Curvature-Aligned Probing for Local Loss-Landscape Stabilization

arXiv cs.LG / 4/17/2026

📰 NewsModels & Research

Key Points

  • The paper reframes local loss-landscape stabilization as an observational problem and proposes a unified family of probing criteria controlled by aggregation order and probing distribution.
  • It introduces a curvature-aligned criterion (Δ₂^(D)) that evaluates loss increments by projecting onto the top-D eigenspace of the empirical Hessian near a trained solution, targeting dominant anisotropic deformation directions.
  • The authors theoretically show that, using only a local quadratic loss model, Δ₂^(D) maintains the O(k^{-2}) mean-squared convergence rate of a full-parameter-space criterion while replacing dependence on ambient dimension with dependence on the chosen subspace dimension D.
  • They provide efficient, scalable estimators using Hessian-vector products, subspace Monte Carlo, and a closed-form Gaussian-moment proxy, including spectral closed-form expressions.
  • Experiments on a decoder-only transformer indicate that probes using only a small fraction of parameter space can reproduce full-space mean-squared stabilization signals within numerical noise, with the closed-form estimator becoming orders of magnitude faster than direct Monte Carlo after subspace construction.

Abstract

Local loss-landscape stabilization under sample growth is typically measured either pointwise or through isotropic averaging in the full parameter space.

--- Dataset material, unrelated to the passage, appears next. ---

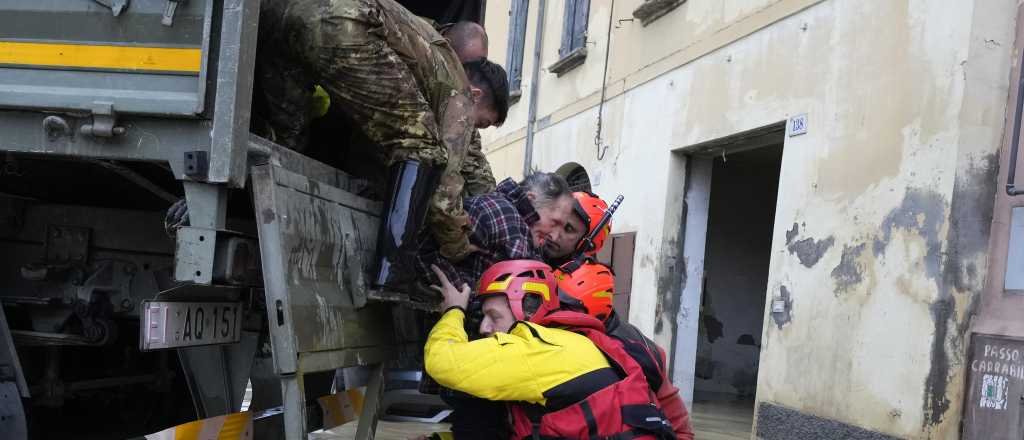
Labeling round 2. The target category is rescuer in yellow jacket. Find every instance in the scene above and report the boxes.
[424,260,620,409]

Despite practical value, both choices probe directions that contribute little to the dominant local deformation of strongly anisotropic neural landscapes. We recast stabilization as an observational problem and introduce a unified family of criteria parameterized by an aggregation order and a probing distribution; within this family we propose a curvature-aligned criterion \Delta_2^{(D)} that probes the loss increment field in the top-D eigenspace of the empirical Hessian near a trained solution. Solely from a local quadratic model, we prove that \Delta_2^{(D)} preserves the O(k^{-2}) mean-squared rate of the full-space criterion while replacing ambient-dimension curvature dependence with dependence on the subspace dimension D; a corollary gives a closed-form spectral expression and a proposition identifies the top-D eigenspace as extremal within the eigenspace-aligned family. We also derive scalable estimators based on Hessian-vector products, subspace Monte Carlo, and a closed-form Gaussian-moment proxy. On a decoder-only transformer, a curvature-aligned probe occupying a tiny fraction of parameter space already reproduces the full-space mean-squared signal to within numerical noise throughout the validated local regime, and the closed-form estimator is orders of magnitude faster than direct Monte Carlo after subspace construction.